Your symptoms are the most clear signs of a vaginal fistula. Your doctor will want to talk about your symptoms, as well as any surgery, trauma, or disease that could have caused a fistula.

In addition to a physical exam, your doctor may perform the following tests:

  • Using dye in the vagina, bladder or rectum to find all signs of leakage
  • Urinalysis to check for infection
  • Blood test to check for signs of infection in your body
  • Computerized tomography (CT) scan to help locate a fistula and determine its cause.
  • Magnetic resonance imaging (MRI) to show the location of a fistula as well as involvement of pelvic organs or the presence of a tumor.
  • Anorectal ultrasound to evaluate the structure of your anal sphincter and may show defects caused by obstetric injury.

Treatment and Procedures

Treatment for a rectovaginal fistula depends on its cause, size, location and effect on surrounding tissues. It's important to have a rectovaginal fistula evaluated.
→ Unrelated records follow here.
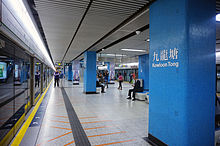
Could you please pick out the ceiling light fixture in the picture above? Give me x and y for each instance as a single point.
(118, 55)
(133, 50)
(218, 17)
(137, 32)
(23, 16)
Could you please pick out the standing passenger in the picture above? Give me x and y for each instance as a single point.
(120, 79)
(130, 77)
(37, 78)
(56, 78)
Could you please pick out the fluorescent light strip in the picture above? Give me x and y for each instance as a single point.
(22, 14)
(133, 50)
(117, 55)
(218, 17)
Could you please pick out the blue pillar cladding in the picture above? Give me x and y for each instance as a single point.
(143, 69)
(70, 73)
(89, 72)
(182, 72)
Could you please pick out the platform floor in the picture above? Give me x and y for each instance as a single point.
(103, 119)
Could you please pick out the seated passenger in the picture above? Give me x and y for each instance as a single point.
(98, 84)
(137, 88)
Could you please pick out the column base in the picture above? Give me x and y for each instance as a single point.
(154, 141)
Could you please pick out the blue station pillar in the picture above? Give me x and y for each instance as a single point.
(89, 72)
(182, 72)
(143, 70)
(70, 72)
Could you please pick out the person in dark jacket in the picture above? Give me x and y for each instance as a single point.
(98, 84)
(56, 78)
(137, 88)
(37, 78)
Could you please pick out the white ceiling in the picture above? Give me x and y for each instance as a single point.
(60, 19)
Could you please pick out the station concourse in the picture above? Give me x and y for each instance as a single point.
(62, 64)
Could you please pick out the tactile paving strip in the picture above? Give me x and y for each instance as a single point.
(80, 137)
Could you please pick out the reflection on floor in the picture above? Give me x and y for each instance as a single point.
(107, 118)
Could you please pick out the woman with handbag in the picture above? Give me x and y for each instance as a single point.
(120, 80)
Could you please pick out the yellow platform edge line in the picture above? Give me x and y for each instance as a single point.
(9, 135)
(24, 128)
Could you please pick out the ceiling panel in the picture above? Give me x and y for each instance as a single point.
(60, 19)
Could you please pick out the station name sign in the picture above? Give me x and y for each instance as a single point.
(166, 58)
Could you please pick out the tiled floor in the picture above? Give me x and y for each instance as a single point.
(107, 118)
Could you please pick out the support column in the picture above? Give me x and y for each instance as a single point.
(70, 72)
(41, 78)
(143, 70)
(182, 72)
(46, 75)
(89, 72)
(32, 65)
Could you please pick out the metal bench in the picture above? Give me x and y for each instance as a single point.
(142, 96)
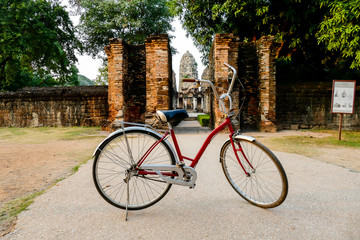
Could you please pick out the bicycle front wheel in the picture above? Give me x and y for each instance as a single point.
(114, 168)
(266, 183)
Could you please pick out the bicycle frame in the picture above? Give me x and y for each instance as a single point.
(194, 161)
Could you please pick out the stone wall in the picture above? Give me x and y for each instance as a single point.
(126, 81)
(308, 105)
(255, 63)
(158, 75)
(54, 106)
(140, 79)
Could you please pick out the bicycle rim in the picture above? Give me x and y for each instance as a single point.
(113, 163)
(266, 185)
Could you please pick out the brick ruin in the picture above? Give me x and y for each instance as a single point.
(255, 63)
(195, 99)
(141, 81)
(54, 107)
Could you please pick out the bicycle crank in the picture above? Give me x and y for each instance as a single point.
(180, 179)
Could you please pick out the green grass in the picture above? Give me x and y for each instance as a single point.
(309, 145)
(45, 134)
(11, 209)
(204, 120)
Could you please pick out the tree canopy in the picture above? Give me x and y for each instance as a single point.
(132, 21)
(37, 44)
(320, 34)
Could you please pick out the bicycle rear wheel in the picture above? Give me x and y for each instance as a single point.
(113, 164)
(266, 184)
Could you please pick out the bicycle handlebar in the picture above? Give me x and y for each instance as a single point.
(224, 95)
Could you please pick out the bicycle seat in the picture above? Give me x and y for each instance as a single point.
(172, 115)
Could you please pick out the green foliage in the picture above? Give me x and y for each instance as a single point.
(84, 81)
(132, 21)
(102, 77)
(37, 44)
(204, 120)
(291, 21)
(340, 30)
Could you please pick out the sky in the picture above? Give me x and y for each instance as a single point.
(89, 67)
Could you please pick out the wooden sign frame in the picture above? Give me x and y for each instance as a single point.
(343, 99)
(343, 96)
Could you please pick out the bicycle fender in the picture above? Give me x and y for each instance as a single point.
(137, 128)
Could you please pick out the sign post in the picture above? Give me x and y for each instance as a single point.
(343, 99)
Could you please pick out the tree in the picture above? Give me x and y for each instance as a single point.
(37, 44)
(132, 21)
(340, 30)
(292, 21)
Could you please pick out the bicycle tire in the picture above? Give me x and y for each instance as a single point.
(266, 186)
(112, 162)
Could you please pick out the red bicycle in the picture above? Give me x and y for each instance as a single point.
(135, 167)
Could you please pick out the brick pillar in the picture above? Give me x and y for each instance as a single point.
(225, 49)
(267, 50)
(117, 72)
(158, 75)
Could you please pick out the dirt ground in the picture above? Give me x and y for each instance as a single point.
(27, 168)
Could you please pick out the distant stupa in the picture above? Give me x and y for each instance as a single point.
(188, 69)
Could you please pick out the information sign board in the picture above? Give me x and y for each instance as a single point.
(343, 96)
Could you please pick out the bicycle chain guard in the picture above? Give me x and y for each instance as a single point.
(179, 179)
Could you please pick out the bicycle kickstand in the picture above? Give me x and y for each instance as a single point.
(128, 196)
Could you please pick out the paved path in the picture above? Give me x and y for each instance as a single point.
(323, 203)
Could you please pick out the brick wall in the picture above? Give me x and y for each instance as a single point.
(158, 75)
(126, 81)
(255, 63)
(55, 106)
(139, 79)
(308, 105)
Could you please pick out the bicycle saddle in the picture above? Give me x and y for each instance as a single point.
(172, 115)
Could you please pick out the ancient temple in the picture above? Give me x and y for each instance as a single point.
(193, 100)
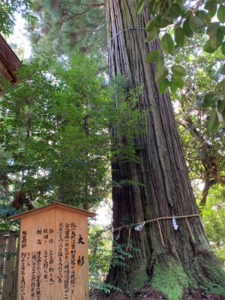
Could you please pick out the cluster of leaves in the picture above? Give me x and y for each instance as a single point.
(7, 11)
(61, 25)
(214, 220)
(201, 138)
(54, 132)
(177, 21)
(55, 136)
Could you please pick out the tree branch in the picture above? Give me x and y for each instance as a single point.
(89, 6)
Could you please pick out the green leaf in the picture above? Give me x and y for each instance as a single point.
(212, 12)
(213, 28)
(223, 48)
(187, 28)
(221, 105)
(164, 85)
(180, 36)
(222, 70)
(167, 44)
(210, 4)
(222, 83)
(151, 7)
(140, 7)
(221, 13)
(208, 99)
(150, 25)
(208, 48)
(196, 23)
(173, 11)
(203, 16)
(161, 71)
(213, 122)
(177, 82)
(152, 34)
(178, 71)
(217, 39)
(153, 56)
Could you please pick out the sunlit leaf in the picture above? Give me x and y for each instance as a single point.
(178, 71)
(221, 13)
(140, 7)
(164, 85)
(153, 56)
(187, 28)
(180, 36)
(167, 43)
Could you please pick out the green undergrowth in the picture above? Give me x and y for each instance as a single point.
(170, 279)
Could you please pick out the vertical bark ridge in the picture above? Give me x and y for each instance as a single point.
(162, 169)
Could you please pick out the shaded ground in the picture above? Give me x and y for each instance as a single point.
(147, 293)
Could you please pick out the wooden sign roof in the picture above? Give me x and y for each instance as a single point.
(52, 206)
(9, 62)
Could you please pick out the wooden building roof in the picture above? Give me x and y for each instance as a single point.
(52, 206)
(9, 62)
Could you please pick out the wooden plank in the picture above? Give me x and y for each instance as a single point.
(50, 207)
(9, 269)
(53, 256)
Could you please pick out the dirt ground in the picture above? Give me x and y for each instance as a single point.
(147, 293)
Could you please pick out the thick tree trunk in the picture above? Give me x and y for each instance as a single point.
(185, 260)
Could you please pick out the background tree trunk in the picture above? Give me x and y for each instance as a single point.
(185, 261)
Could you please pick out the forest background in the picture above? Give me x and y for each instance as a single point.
(55, 123)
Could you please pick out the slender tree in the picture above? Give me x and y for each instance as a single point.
(172, 259)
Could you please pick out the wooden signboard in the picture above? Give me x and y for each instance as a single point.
(53, 253)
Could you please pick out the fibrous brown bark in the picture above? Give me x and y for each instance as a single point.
(186, 259)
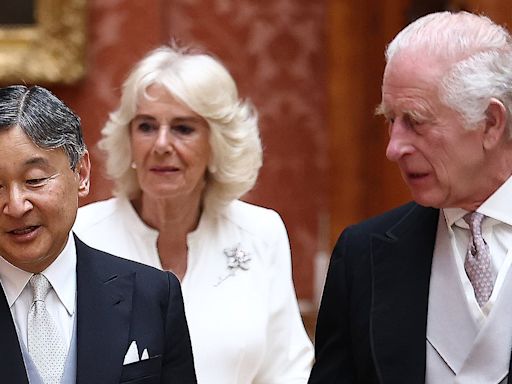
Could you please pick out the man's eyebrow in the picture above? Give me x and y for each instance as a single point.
(37, 160)
(381, 110)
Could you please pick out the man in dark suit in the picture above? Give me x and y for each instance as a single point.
(70, 313)
(422, 293)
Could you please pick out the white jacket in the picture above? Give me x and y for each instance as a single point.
(244, 320)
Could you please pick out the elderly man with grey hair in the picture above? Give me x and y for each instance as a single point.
(70, 313)
(421, 294)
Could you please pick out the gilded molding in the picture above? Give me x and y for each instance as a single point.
(50, 52)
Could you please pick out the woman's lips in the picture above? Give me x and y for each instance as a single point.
(164, 169)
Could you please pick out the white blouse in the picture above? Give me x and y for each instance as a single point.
(240, 302)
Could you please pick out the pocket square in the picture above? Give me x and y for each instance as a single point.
(132, 355)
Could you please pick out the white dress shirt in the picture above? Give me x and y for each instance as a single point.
(245, 326)
(60, 301)
(496, 231)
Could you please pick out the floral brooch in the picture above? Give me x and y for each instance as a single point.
(237, 259)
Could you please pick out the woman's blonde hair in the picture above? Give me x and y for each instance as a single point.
(205, 86)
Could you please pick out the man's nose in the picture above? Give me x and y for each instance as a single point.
(399, 143)
(17, 203)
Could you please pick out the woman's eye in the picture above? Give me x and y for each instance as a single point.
(183, 129)
(146, 127)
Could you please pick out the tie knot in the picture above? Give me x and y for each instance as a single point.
(40, 286)
(474, 220)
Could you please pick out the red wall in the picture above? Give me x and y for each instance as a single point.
(275, 49)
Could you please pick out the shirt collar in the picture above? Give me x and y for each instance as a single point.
(497, 207)
(61, 274)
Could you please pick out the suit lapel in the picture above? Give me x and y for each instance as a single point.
(12, 367)
(401, 264)
(104, 304)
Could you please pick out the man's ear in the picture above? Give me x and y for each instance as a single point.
(495, 123)
(83, 169)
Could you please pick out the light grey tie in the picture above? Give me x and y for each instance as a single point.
(45, 344)
(478, 260)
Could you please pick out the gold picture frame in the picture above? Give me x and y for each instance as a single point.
(51, 51)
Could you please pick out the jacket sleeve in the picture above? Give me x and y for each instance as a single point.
(289, 353)
(333, 354)
(178, 362)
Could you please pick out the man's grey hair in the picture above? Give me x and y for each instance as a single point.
(480, 53)
(44, 118)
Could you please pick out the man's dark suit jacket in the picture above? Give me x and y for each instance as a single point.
(118, 301)
(372, 321)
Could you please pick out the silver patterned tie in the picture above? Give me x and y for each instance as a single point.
(478, 260)
(45, 344)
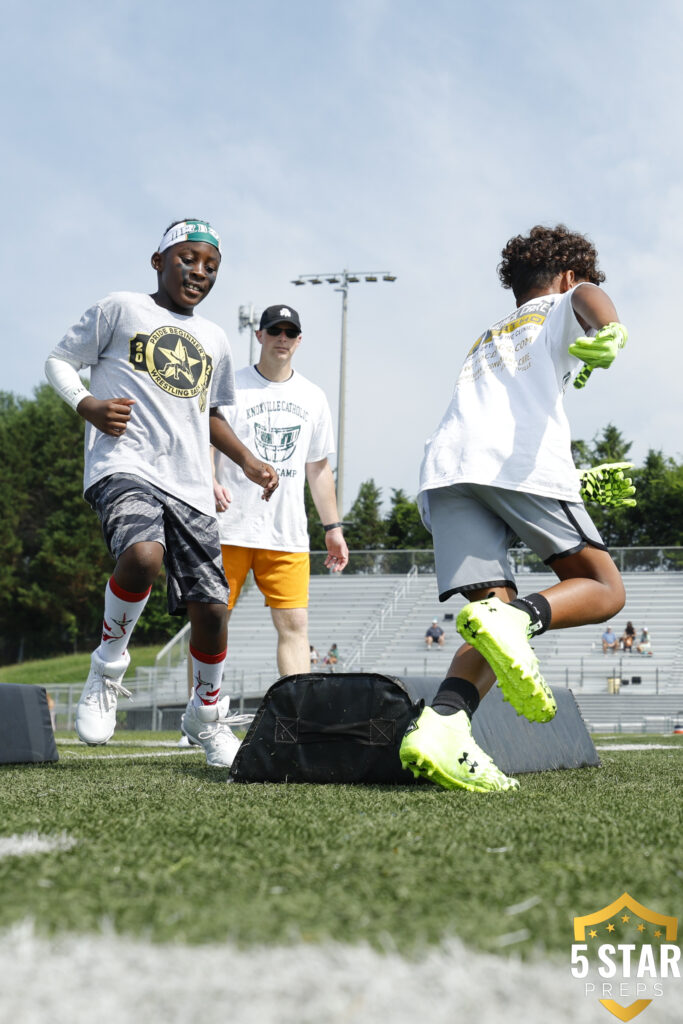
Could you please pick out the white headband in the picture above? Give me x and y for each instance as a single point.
(189, 230)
Some rectovaginal fistulas may close on their own, but most need to be repaired surgically. Before surgery, your doctor will see whether the tissue is healthy or needs to heal first.

  • You may need medicine or wound care to heal the tissue before surgery.
  • If you have inflammatory bowel disease, your doctor will not do surgery during a symptom flare.
  • If you have a large rectovaginal fistula, your doctor may first place a colostomy to keep the fistula clear for the surgery. After the fistula repair heals, the colostomy is taken out.